Prep: 3.5 hours
Cook: 12 Minutes
Servings: 20-30 Biscuits
Ingredients from your Baking box:
275g Sable Flour Mix
200g Sablé Chocolate Mix
(Store in the refrigerator for at least an hour before use)
50g Caster sugar
200g Brown sugar
5g Vanilla Extract
You will also need:
200g Unsalted Butter
- Sift the flour and bicarbonate of soda into a medium bowl and add the sea salt, then stir together. Set aside.
- Put the butter in a large mixing bowl and, using an electric mixer, beat until smooth and light. Add the sugars and vanilla extract, and beat together for 2 minutes until smooth.
- Put the Sable Chocolate mix into a food processor and process until it turns powdery.
- Add the dry ingredients into the bowl and mix together until you have a mixture that looks sandy (which is what Sable means in English)

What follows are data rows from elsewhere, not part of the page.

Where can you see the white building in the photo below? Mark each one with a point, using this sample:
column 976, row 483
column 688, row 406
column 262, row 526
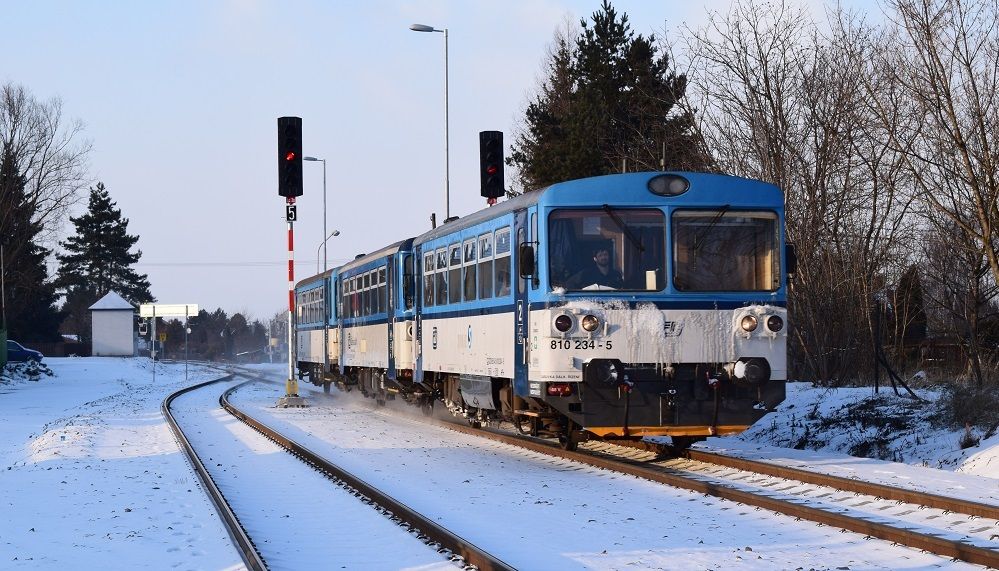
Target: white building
column 112, row 327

- The final dough should look almost like soil; it should not have formed into one large ball of dough. This is the key to getting the correct texture; mixed for too long the biscuits will be tough.
- Tip out the mixture onto a work surface and gently press together to form a uniform dough. Divide in half and roll into two logs, 4cm thick.
- Wrap in clingfilm and put them in the fridge to chill for 3 hours or until firm. (At this point you can freeze the dough for baking at a later date, or do as I do and bake one half of the dough and freeze the second.)
- Preheat the oven to 180C (160C fan oven/gas 4) and line three baking trays with baking parchment. Remove the dough from the fridge and, using a thin, sharp knife, cut into rounds about 1cm thick. Put the biscuits onto the baking trays, leaving 2cm between each one. Bake for 10–12 minutes until set around the outside but still soft in the centre.
- Leave the biscuits to cool on the trays for 10 minutes, then transfer to a wire rack to cool completely.